To assess the intolerance of genes to functional genetic variation, we utilized the predicted haploinsufficient probability[26], residual variation intolerance score (RVIS) based on the ESP6500[25] dataset and Z score for missense variants from ExAC[22].

Primers and Sanger sequencing validation

To validate each potential de novo mutation detected in the present study, 100 ng of genomic DNA from each sample was used to amplify the target mutation region through conventional PCR and Sanger sequencing. All primers in these assays are listed in Supplemental Table 3.

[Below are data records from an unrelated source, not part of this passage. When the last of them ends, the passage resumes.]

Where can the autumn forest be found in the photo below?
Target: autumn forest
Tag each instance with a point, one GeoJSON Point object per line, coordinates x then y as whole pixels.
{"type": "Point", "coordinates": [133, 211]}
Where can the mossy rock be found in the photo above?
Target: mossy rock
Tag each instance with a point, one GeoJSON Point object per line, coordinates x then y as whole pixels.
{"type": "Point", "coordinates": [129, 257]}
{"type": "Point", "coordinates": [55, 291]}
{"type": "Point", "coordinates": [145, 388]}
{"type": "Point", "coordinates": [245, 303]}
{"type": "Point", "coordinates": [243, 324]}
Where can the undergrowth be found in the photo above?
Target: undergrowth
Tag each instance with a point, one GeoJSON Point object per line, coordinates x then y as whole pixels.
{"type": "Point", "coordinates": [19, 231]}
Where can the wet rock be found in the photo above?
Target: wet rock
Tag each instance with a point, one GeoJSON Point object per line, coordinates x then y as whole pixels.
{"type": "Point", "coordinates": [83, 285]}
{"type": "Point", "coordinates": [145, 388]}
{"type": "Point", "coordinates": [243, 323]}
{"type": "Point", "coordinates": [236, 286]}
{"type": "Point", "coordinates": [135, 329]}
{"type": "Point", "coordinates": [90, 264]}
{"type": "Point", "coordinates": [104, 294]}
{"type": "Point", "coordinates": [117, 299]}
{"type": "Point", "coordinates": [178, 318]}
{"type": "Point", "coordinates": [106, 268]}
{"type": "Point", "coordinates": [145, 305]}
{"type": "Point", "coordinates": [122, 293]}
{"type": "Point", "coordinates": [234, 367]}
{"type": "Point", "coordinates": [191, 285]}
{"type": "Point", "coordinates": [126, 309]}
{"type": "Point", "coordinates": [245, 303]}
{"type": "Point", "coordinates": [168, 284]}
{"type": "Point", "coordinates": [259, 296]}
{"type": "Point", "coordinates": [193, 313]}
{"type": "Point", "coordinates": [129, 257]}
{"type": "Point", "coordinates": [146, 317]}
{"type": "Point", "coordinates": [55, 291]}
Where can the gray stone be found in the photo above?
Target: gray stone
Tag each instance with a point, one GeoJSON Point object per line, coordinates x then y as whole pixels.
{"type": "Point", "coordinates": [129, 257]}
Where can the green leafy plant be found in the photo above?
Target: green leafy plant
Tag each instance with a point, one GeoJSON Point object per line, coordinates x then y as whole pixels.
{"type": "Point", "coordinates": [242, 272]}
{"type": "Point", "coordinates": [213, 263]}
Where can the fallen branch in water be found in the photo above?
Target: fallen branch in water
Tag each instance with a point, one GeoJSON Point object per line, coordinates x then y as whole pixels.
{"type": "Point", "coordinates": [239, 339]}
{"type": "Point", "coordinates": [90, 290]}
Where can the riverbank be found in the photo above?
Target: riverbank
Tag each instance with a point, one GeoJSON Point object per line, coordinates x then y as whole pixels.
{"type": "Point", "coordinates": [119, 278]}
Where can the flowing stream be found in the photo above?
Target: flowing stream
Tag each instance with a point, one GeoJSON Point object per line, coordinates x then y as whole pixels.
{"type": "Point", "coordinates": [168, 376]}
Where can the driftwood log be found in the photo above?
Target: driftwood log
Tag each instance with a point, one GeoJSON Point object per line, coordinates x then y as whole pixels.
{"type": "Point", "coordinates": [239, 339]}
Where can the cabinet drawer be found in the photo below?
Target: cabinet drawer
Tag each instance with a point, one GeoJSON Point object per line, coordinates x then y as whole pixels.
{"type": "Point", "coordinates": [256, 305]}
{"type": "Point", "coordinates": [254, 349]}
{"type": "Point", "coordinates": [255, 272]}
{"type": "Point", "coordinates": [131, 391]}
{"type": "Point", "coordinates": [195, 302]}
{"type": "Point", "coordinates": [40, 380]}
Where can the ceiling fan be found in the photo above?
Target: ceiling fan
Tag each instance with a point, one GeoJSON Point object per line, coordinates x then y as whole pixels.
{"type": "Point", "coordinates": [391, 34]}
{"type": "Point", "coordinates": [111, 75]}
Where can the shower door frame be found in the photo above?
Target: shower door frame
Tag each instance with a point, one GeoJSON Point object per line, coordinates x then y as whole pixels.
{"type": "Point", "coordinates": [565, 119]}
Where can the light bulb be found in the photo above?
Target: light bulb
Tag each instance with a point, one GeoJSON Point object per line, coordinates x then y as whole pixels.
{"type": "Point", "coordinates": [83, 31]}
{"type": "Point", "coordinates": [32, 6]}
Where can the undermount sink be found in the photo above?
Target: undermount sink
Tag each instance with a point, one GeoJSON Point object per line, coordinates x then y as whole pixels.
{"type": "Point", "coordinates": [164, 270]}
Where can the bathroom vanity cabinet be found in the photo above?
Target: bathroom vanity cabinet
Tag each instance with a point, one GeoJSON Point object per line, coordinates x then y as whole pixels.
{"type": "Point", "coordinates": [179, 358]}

Gene co-expression and genetic interaction network

Gene expression data were obtained from the BrainSpan (http://www.brainspan.org/) database, which shows gene expression levels for specific brain regions obtained through RNA sequencing and exon microarray techniques. Gene co-expression levels were estimated based on the Pearson correlation coefficients (r) between each pair of genes. We extracted each pair of genes exhibiting high co-expression correlation coefficient (absolute r ≥ 0.6) compared with target genes and candidate epilepsy genes in the EpilepsyGene database[46]. Enrichment analysis of co-expressed epilepsy genes by using one-sided Fisher’s Exact test. To generate a human genetic interaction network, the direct protein-protein interaction dataset was collected from GeneMANIA[47], based on the InWeb database or the Cytoscape program plugin[48]. In addition, GeneMANIA was employed to calculate the number of nodes and edges between the target genes and candidate epilepsy genes from the EpilepsyGene database. In the genetic interaction network, a node represents genes, and an edge represents interactions between two genes. The thickness of the edge represents the degree of genetic interaction. Both gene co-expression and the genetic interaction network were visualized using the Cytoscape program.